By Alexandra Ulmer and Tim Reid
(Reuters) – A split is emerging among Republican anti-Donald Trump groups desperate to prevent the former president, who is dominating the party’s presidential nomination battle, from reaching the White House again.
Some are still spending to stop him becoming the Republican candidate, while others have concluded it is inevitable he will be the nominee and have moved on to try and prevent him from winning the November 2024 general election, according to interviews with key groups spending against Trump and interviews with a half-dozen donors.
Trump is ahead of his nearest rival by almost 40 points, according to the latest Reuters/Ipsos poll, with only four months remaining until Republicans hold their first nominating contest in January in the Midwestern state of Iowa.
Despite that overwhelming lead, some deep-pocketed anti-Trumpers, including the conservative political network led by billionaire Charles Koch, are continuing to pay for ads aimed at convincing Republicans in early nominating states to ditch Trump.
But some smaller groups have called it quits. After spending roughly $1 million on anti-Trump ads in Iowa, the Republican Accountability PAC, for example, concluded in August their money wasn’t making a difference.
“We have stopped spending money in the primary. We decided we needed to hold our powder for the general election,” said PAC president and Republican strategist Sarah Longwell.
That decision is another sign Trump’s candidacy is being seen as inescapable by some of his opponents in the party. Trump remains loved by a large swath of the Republican voting base, despite his falsehoods about his 2020 election loss and the federal and state criminal cases he faces.
WASTING MONEY?
Continuing to spend on the primary is essentially a waste of money, said Reed Galen, co-founder of the anti-Trump Lincoln Project.
“You could throw suitcases of cash at Iowans and they’d still go to the church and vote for Trump,” Galen said, referring to one of the frequent locations where Iowans gather to choose the Republican or Democratic nominee.
The Lincoln Project, founded by former Republican strategists, also decided to halt spending on the primary this spring, although it had not spent much by that point.
“The general election has begun,” Galen said. The group is now targeting independents and Republicans unconvinced by the party’s direction, especially upper-income suburbanites, in general election battleground states including Wisconsin. It hopes to spend $50 million next year to support Democrat Joe Biden. The group will back Biden’s economic record and argue that Trump poses an “existential” threat to American democracy.
Longwell’s PAC is also planning to try to weaken Trump with Republicans unsure or displeased by Trump, as well as right-leaning independents. Independents in battleground states can be crucial in tight elections.
Steven Cheung, a spokesperson for Trump, said “no amount of Never Trump money” could match the enthusiasm Trump is generating among grassroots voters.
‘SOFT’ ADS
So far, anti-Trump ads by business-friendly Republican groups in early primary states have argued Trump would be weak against Biden, in part because of his four indictments.
About half of Republicans would not vote for Trump if he were convicted of a felony, according to a Reuters/Ipsos poll published in August.
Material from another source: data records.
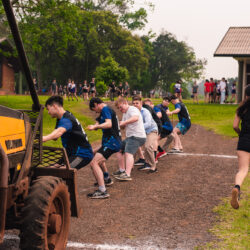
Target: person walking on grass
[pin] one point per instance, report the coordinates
(243, 148)
(151, 130)
(182, 126)
(111, 143)
(74, 139)
(135, 138)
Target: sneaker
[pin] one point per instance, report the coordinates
(108, 182)
(140, 162)
(175, 151)
(118, 173)
(151, 171)
(235, 198)
(161, 154)
(146, 166)
(123, 177)
(98, 195)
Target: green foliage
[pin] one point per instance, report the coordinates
(109, 70)
(101, 88)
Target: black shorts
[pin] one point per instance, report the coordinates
(165, 133)
(244, 144)
(78, 162)
(106, 152)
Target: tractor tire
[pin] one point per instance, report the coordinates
(46, 215)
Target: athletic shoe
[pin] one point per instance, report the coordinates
(235, 198)
(123, 177)
(146, 166)
(108, 182)
(98, 195)
(118, 173)
(175, 151)
(161, 154)
(151, 171)
(140, 162)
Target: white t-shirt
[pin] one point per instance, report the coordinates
(136, 128)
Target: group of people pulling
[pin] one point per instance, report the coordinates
(145, 126)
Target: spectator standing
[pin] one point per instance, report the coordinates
(243, 148)
(206, 91)
(151, 130)
(126, 89)
(135, 138)
(222, 90)
(54, 87)
(233, 93)
(112, 89)
(195, 92)
(182, 126)
(92, 88)
(177, 89)
(111, 143)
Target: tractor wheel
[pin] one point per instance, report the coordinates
(46, 215)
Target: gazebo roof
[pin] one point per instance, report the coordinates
(235, 43)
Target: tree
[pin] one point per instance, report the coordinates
(109, 70)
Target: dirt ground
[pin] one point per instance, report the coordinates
(171, 209)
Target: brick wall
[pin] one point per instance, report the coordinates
(8, 79)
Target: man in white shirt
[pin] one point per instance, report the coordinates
(135, 138)
(223, 90)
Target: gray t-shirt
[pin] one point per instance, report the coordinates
(136, 128)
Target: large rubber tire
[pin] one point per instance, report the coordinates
(46, 215)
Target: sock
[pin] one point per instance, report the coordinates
(102, 188)
(160, 149)
(106, 175)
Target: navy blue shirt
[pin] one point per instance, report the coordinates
(111, 136)
(74, 140)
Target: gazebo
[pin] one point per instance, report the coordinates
(236, 44)
(8, 67)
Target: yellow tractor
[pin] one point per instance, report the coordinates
(37, 196)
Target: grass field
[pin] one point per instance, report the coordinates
(234, 226)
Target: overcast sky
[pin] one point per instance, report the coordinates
(202, 24)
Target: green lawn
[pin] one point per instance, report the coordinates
(234, 226)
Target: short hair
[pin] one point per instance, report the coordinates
(94, 100)
(120, 100)
(166, 98)
(54, 99)
(136, 98)
(173, 97)
(147, 100)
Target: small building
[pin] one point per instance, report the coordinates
(8, 67)
(236, 44)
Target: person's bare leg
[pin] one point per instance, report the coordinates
(129, 159)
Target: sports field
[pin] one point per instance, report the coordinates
(183, 206)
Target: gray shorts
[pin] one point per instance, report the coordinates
(131, 144)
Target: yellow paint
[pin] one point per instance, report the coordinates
(12, 129)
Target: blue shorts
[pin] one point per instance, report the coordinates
(182, 127)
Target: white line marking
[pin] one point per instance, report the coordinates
(207, 155)
(80, 245)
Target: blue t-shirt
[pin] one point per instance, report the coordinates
(74, 140)
(111, 137)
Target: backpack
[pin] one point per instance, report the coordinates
(155, 117)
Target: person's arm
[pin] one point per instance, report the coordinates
(132, 119)
(105, 125)
(55, 134)
(236, 124)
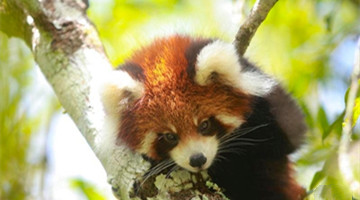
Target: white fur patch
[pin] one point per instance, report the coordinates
(206, 145)
(221, 58)
(116, 90)
(147, 143)
(233, 121)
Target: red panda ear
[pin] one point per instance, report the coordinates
(220, 59)
(119, 90)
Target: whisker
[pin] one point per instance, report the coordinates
(174, 168)
(242, 132)
(157, 169)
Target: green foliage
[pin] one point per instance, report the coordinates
(15, 128)
(17, 125)
(88, 190)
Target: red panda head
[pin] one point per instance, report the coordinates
(177, 97)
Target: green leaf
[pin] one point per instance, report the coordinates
(356, 111)
(336, 126)
(322, 119)
(318, 177)
(88, 190)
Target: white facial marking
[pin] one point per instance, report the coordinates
(195, 120)
(114, 100)
(147, 143)
(233, 121)
(208, 146)
(221, 57)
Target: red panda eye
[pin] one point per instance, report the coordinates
(204, 127)
(171, 138)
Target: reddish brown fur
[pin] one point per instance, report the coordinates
(171, 97)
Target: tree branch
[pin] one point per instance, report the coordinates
(344, 161)
(247, 30)
(69, 53)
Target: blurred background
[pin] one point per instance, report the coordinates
(309, 45)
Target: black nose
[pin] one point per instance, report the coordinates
(197, 160)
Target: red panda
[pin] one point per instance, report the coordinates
(196, 102)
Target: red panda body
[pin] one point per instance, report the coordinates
(195, 101)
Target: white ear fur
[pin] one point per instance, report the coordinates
(117, 91)
(221, 58)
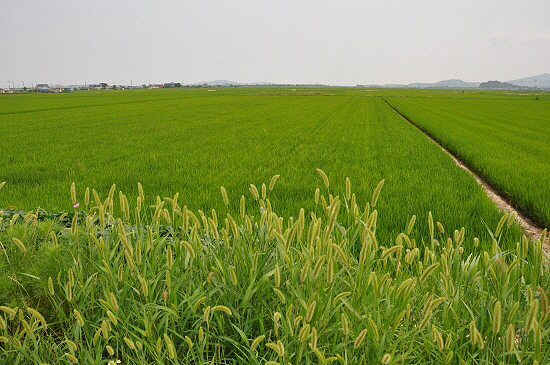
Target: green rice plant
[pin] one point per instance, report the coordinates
(270, 289)
(503, 139)
(194, 142)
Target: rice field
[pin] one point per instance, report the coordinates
(504, 140)
(260, 226)
(194, 141)
(167, 286)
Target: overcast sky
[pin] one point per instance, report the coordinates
(344, 42)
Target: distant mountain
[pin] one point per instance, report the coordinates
(496, 85)
(454, 83)
(445, 84)
(228, 82)
(540, 81)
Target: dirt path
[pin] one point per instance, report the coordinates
(531, 229)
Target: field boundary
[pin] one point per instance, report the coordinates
(532, 229)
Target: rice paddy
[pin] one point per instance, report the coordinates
(264, 226)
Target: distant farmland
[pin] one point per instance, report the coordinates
(193, 142)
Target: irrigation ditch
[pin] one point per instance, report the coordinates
(531, 228)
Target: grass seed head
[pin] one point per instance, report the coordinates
(411, 224)
(497, 317)
(71, 357)
(310, 311)
(324, 177)
(304, 333)
(224, 196)
(531, 317)
(359, 339)
(110, 350)
(19, 244)
(222, 308)
(376, 193)
(272, 182)
(345, 324)
(510, 338)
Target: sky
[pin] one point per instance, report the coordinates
(346, 42)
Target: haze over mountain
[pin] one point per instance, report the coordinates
(540, 81)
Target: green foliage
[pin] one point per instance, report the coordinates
(193, 141)
(245, 285)
(504, 140)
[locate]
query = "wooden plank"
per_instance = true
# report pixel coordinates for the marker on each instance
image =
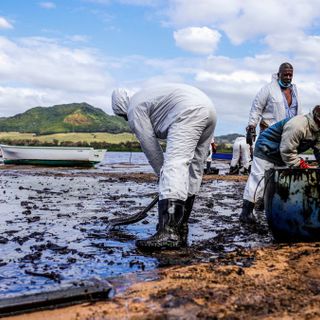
(87, 292)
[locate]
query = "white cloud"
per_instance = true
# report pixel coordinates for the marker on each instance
(47, 5)
(38, 71)
(198, 40)
(246, 19)
(78, 38)
(5, 24)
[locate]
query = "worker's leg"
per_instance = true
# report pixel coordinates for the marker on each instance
(254, 188)
(183, 137)
(196, 171)
(234, 165)
(187, 143)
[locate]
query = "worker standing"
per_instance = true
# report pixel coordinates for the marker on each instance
(186, 118)
(280, 145)
(275, 101)
(241, 157)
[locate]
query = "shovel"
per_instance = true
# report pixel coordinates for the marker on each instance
(133, 218)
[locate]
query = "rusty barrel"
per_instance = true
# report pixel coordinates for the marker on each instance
(292, 203)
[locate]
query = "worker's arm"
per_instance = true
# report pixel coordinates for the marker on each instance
(258, 105)
(140, 123)
(316, 152)
(293, 133)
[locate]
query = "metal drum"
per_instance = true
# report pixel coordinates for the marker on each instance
(292, 203)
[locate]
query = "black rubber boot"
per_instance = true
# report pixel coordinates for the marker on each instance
(234, 170)
(208, 169)
(168, 236)
(184, 229)
(259, 205)
(246, 215)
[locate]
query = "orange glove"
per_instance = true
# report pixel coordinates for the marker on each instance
(303, 165)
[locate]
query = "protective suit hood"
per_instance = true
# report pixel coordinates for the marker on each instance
(120, 102)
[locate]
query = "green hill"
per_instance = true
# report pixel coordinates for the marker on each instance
(74, 117)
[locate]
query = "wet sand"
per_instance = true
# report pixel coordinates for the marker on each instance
(228, 271)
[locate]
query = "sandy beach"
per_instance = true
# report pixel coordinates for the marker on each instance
(227, 272)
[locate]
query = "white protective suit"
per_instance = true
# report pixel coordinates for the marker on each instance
(186, 118)
(241, 153)
(298, 128)
(268, 105)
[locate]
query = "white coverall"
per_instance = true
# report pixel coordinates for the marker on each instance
(186, 118)
(298, 128)
(268, 105)
(241, 153)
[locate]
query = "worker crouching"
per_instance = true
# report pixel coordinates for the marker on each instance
(280, 145)
(186, 118)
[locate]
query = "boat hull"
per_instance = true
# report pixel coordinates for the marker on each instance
(51, 156)
(292, 203)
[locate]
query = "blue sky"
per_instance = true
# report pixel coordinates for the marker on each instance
(64, 51)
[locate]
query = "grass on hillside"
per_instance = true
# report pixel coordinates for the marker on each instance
(72, 137)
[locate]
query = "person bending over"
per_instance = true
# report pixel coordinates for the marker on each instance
(280, 145)
(186, 118)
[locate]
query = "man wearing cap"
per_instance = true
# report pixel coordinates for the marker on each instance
(276, 101)
(280, 145)
(186, 118)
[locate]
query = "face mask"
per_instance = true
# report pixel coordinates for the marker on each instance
(284, 85)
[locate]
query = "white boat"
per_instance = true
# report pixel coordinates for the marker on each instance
(53, 156)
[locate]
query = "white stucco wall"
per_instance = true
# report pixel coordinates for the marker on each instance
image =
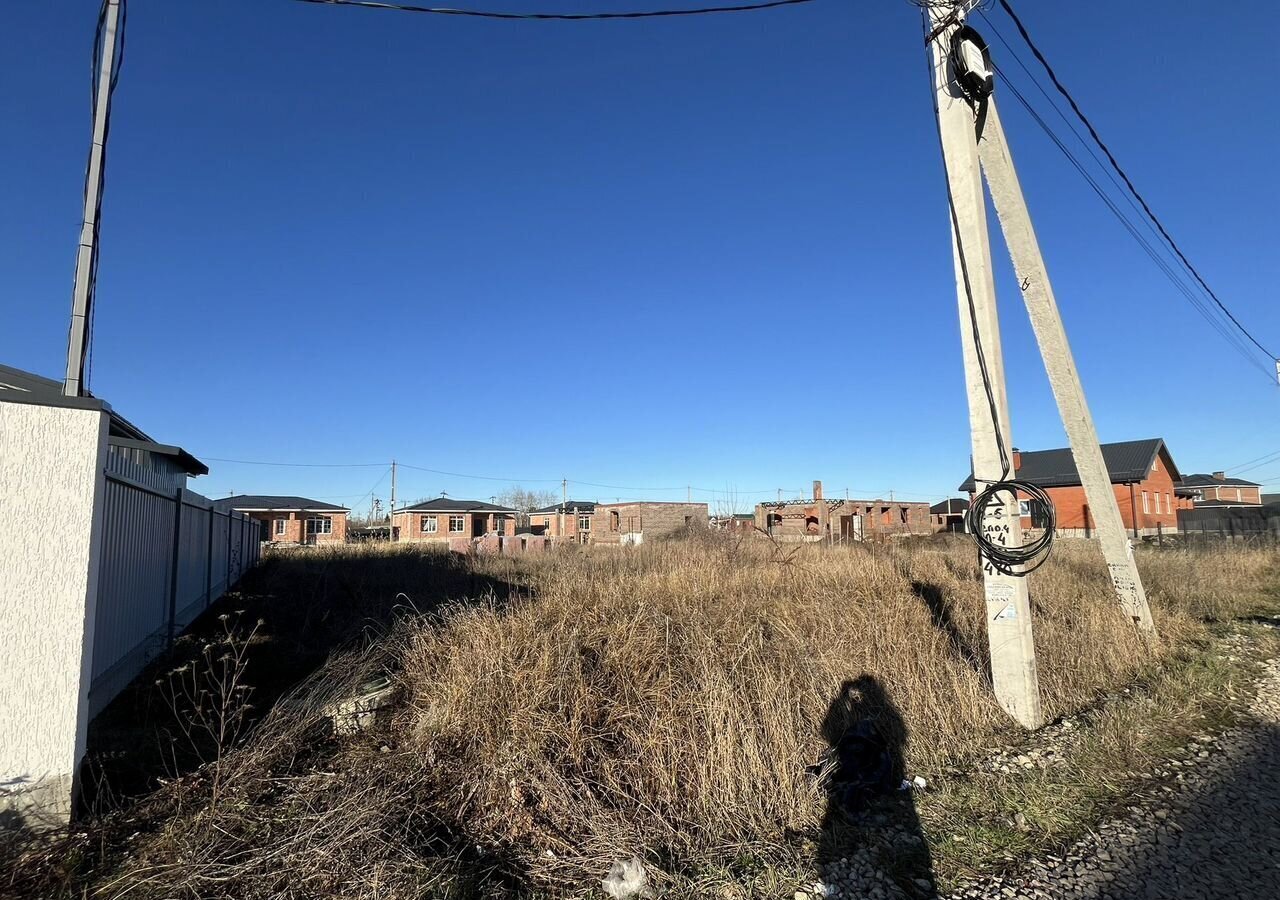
(50, 506)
However, polls also show Republican voters continue to overwhelmingly support Trump despite his mounting legal problems.
“I think for 2024, Trump is not the most electable candidate,” a man sitting in a living room says in one ad placed by the super PAC Win It Back, which is linked to the anti-tax advocacy group Club for Growth. “He probably doesn’t wake up without 50 emails from his attorneys about current or possible indictments.”
Tim Miller, a former aide to 2016 Republican presidential candidate Jeb Bush and a Trump critic, said the “very soft ads” don’t come close to the “Herculean” effort needed to defeat Trump in the primary. “There are a lot of donors wasting money on strategies that have proven to fail,” Miller said.
Win It Back has reported spending more than $2.8 million opposing Trump this year in filings to the Federal Election Commission. The Club for Growth did not respond to requests for details on its campaign.
A source close to Club for Growth said, however, the group would not oppose Trump should he become the party’s nominee in the presidential election.
AFP Action, part of the Koch network that advocates for lower taxes and less regulation, is focused on reaching “soft” Trump voters open to alternatives, spokesperson Bill Riggs said in a statement.
AFP Action says it raised more than $70 million in the first half of the year with the goal of preventing Trump from clinching the nomination, and it told Reuters it has spent around $11 million in seven primary states so far. One ad, titled “Unelectable”, urges voters to move away from Trump to better defeat Biden.
AFP, which has criticized what it calls Biden’s excessive spending, says it plans to endorse one of Trump’s Republican rivals, but it has not yet made a decision.
The Lincoln Project’s Galen urged anti-Trump Republicans to focus on what for many may be an unthinkable step in a highly polarized country: re-electing Biden.
“If all of these people, all the Republicans, wanted their party back, they’d do everything they could to make sure Trump and the wackos got crushed next year,” he said.